Bagniere comedies_confinement-04

ARBITRAGE

Un film de Nicholas Jarecki

Crise de confiance

Robert Miller, magnat de la finance new-yorkaise tente de vendre son empire à une grande banque avant que l’on ne découvre l’ampleur de ses récentes fraudes. Mêlé de plus ou moins près à une affaire criminelle, il va tenter de sauver sa fortune et sa réputation...

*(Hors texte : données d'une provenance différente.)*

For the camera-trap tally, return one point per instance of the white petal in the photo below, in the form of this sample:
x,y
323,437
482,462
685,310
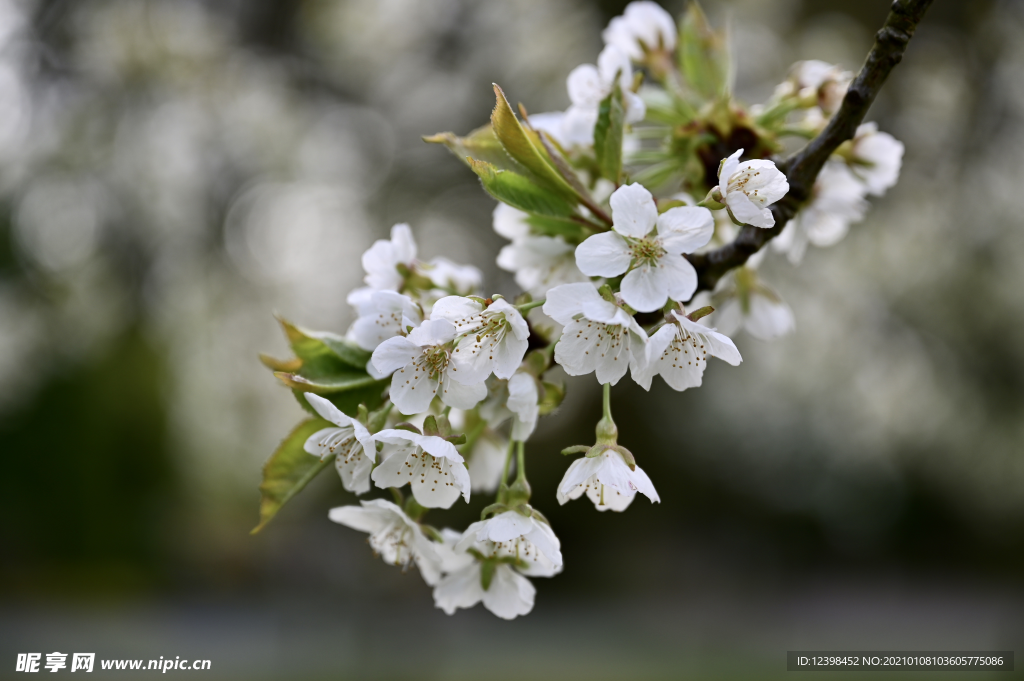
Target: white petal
x,y
510,594
728,168
435,482
456,394
394,353
585,86
685,228
433,332
633,213
605,254
566,301
327,410
412,389
455,308
459,589
680,275
748,212
613,61
646,289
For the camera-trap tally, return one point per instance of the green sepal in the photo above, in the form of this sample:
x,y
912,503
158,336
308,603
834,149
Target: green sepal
x,y
487,572
608,135
493,509
432,534
520,192
700,312
289,469
704,55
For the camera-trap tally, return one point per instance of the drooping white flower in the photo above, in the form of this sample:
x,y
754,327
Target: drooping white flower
x,y
748,188
382,260
421,367
428,463
383,314
607,480
643,27
395,537
350,442
492,338
522,402
825,82
508,595
492,572
741,300
877,158
598,336
838,201
654,262
588,85
679,351
514,535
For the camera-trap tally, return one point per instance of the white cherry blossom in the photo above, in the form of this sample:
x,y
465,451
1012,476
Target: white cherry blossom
x,y
588,85
429,464
381,260
741,300
653,263
598,336
877,158
509,594
421,367
643,27
350,442
748,188
607,480
679,351
383,314
492,338
525,538
838,201
395,537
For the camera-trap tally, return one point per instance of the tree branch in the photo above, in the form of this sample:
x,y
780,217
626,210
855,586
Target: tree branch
x,y
803,167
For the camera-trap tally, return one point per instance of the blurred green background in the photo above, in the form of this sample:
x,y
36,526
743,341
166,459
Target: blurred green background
x,y
174,172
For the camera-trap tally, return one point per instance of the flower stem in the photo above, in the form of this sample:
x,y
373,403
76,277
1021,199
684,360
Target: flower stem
x,y
520,461
525,307
607,401
508,461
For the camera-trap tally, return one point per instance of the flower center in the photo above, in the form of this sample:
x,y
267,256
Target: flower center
x,y
435,360
646,251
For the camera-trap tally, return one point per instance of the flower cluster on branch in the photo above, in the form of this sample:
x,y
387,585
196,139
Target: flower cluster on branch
x,y
614,210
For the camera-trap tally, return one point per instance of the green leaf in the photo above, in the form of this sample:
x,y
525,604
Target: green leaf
x,y
481,144
520,192
608,135
704,55
288,470
525,147
323,353
573,232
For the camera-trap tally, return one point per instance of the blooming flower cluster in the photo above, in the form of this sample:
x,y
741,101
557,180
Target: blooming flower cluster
x,y
436,388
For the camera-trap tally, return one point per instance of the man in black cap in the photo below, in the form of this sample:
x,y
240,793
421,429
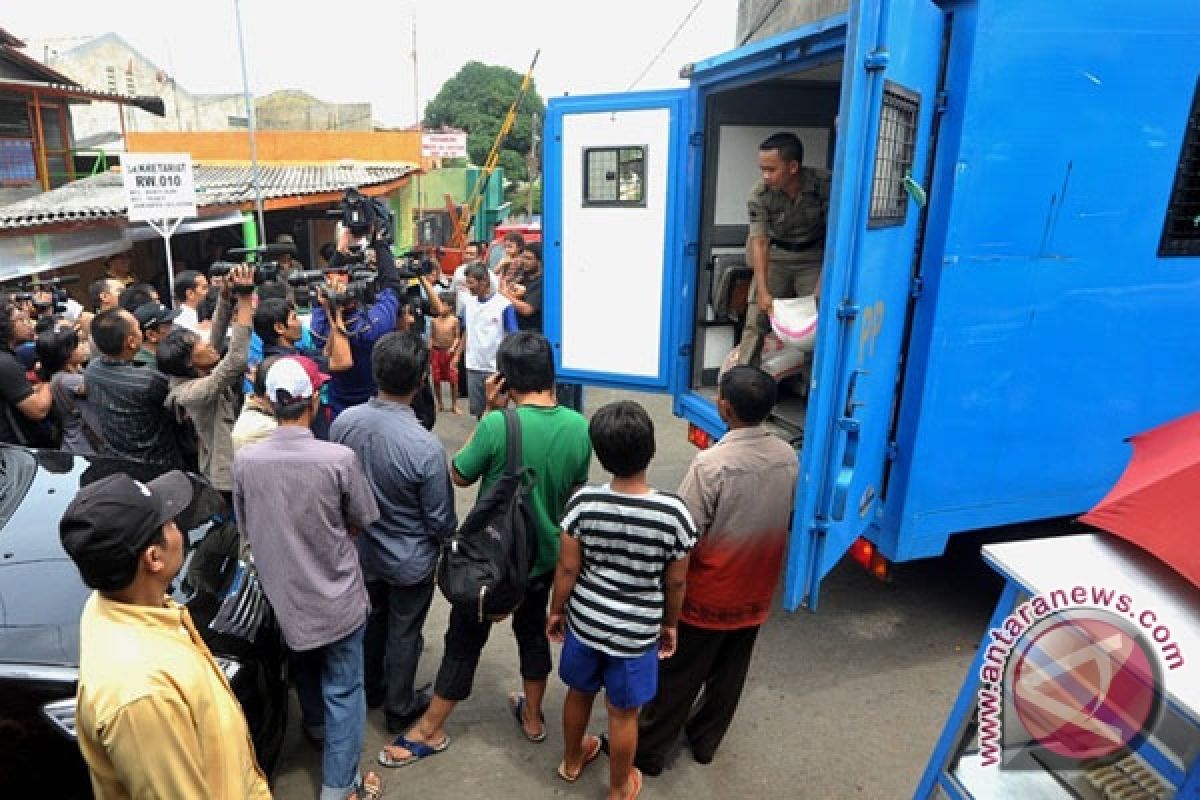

En cette époque de crise et de défiance généralisée envers les financiers, un film tel qu'« Arbitrage » semblait tomber à pic. Présenté en ouverture du festival de San Sebastian 2012, son scénario centré sur un magnat de la finance ayant masqué un temps ses mauvais résultats, et contraint de vendre au plus vite son entreprise s'il ne veut pas être découvert, s'avère au final bien peu passionnant. Ceci principalement parce qu'il s'agit là d'un portrait à charge, rien ne venant nuancer les agissements de cet homme, prêt à tout sacrifier pour sa petite personne. On en vient du coup rapidement à le détester, dans quasiment toutes les facettes qui nous sont ici présentées, et le suspense construit autour de sa capacité à vendre sa société à temps, qui aurait du devenir secondaire, exaspère par ses aspects artificiels.

Autour d'un Richard Gere pourtant investi, on trouve entre autre Susan Sarandon, en femme bafouée mais dignement protectrice d'une famille au bord de l'implosion, un personnage qui aurait mérité bien plus de développements, et un enquêteur insupportable, interprété par un Tim Roth qui a cru bon d'en faire des tonnes, évoquant ainsi une sorte de Colombo nerveux et agaçant, bourré de tics. Le personnage principal n'est lui jamais là à temps pour ceux qui l'aiment, comme pour sa maîtresse française, jouée par une Laetitia Casta, honnête dans son interprétation de la jalousie et spontanéité d'une jeunesse que le personnage de Gere a laissé derrière lui depuis longtemps. Elle est la part de spontanéité dans sa vie de cinquantenaire friqué.

Prêt à risquer de sacrifier ses anciens amis comme ses proches, considérant sa femme comme un accessoire à jamais fidèle (une erreur potentielle) et surtout utilisant sa fille, dont il méprisera jusqu'au bout la confiance apparemment aveugle, ce Robert Miller n'aura à aucun moment du film la volonté ni la possibilité de changer de direction ou même de s'interroger sur ses agissements. Son personnage ne générant aucune empathie, le réalisateur puise cependant dans les rares scènes de confrontation avec sa fille, une émotion dans laquelle chacun ne pourra que rejoindre la jeune femme en ces temps difficiles.